Suppose that we have $\mathbf{x}_1, \mathbf{x}_2, \ldots, \mathbf{x}_n$ centered points in $m$ dimensional space. Let $\mathbf{v}$ denote the unit vector along which we project our $\mathbf{x}$'s.

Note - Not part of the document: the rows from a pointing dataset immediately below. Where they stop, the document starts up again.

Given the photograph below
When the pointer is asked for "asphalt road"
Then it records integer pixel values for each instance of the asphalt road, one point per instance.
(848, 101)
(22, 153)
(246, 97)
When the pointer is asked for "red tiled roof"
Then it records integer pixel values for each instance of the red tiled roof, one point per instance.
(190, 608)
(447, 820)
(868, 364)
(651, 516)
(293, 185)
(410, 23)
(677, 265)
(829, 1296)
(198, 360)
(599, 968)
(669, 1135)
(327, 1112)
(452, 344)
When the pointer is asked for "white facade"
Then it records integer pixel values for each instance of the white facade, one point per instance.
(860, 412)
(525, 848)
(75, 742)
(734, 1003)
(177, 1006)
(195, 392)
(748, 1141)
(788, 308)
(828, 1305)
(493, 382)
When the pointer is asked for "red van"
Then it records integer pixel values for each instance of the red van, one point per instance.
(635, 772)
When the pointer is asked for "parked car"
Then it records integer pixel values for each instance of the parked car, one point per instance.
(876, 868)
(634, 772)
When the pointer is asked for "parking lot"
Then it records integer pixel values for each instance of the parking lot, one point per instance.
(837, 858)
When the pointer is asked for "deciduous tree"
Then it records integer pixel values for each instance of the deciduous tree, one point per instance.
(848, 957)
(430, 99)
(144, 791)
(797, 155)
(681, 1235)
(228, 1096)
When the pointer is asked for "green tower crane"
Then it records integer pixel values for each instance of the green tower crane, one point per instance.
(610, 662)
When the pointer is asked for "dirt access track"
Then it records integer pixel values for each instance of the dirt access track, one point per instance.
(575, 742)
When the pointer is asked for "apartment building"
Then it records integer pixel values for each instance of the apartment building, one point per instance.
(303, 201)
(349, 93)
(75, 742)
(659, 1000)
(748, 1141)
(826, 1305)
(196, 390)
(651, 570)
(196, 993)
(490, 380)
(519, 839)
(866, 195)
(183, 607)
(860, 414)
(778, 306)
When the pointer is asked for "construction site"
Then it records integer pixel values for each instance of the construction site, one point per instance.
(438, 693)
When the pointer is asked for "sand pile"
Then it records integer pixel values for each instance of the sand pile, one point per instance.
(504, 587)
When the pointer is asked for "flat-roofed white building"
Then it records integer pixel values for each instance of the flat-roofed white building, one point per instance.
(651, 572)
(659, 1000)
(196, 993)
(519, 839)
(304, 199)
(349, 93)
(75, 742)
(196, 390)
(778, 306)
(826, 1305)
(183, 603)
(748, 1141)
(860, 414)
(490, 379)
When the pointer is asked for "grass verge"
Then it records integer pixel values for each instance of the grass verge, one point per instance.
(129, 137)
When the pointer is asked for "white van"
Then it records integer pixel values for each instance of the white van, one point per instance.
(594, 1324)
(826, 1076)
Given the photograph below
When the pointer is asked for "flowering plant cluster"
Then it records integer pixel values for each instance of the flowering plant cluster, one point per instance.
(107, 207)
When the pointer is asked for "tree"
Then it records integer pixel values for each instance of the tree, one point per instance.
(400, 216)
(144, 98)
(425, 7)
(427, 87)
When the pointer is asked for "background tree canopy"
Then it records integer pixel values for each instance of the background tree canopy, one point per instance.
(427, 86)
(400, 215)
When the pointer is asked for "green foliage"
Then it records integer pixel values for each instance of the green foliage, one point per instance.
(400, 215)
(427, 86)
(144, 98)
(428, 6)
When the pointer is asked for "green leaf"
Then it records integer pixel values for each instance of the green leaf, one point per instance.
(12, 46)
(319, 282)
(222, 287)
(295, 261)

The length of the projection $y_i$ of $\mathbf{x}_i$ is $y_i = \mathbf{x}_i^⊤ \mathbf{v}$. The mean squared projection is the variance $V$ summed over all points $\mathbf{x}_i$:
$$ \begin{align*} Var &= \frac{1}{n} \sum_{i=1}^n y_i^2 = \frac{1}{n}\sum_{i=1}^n\left(\mathbf{x}_i^⊤ \mathbf{v}\right)^2\\ &=\frac{1}{n}\sum_{i=1} \mathbf{x}_i^⊤ \mathbf{v} \cdot\mathbf{x}_i^⊤ \mathbf{v} = \frac{1}{n}\sum_{i=1} \mathbf{v}^⊤ \mathbf{x}_i \cdot\mathbf{x}_i^⊤ \mathbf{v}\\ &= \mathbf{v}^⊤ \underbrace{\left(\frac{1}{n}\sum_{i=1}^n \mathbf{x}_i \mathbf{x}_i^⊤\right)}_{\text{Covariance matrix}}\mathbf{v} = \mathbf{v}^⊤ C \mathbf{v} \end{align*} $$
The step that puzzles me is where we from $\frac{1}{n}\sum_{i=1}^n \mathbf{v}^⊤ \mathbf{x}_i \cdot\mathbf{x}_i^⊤ \mathbf{v}$ to the next one. Aren't $\mathbf{v}^⊤ \mathbf{x}_i$ and $\mathbf{x}_i^⊤ \mathbf{v}$ dot products? How can we split the scalar product of two dot products and sum over the $\mathbf{x}_i \mathbf{x}_i^⊤$? Is the product inside the sum of the middle factor a tensor product?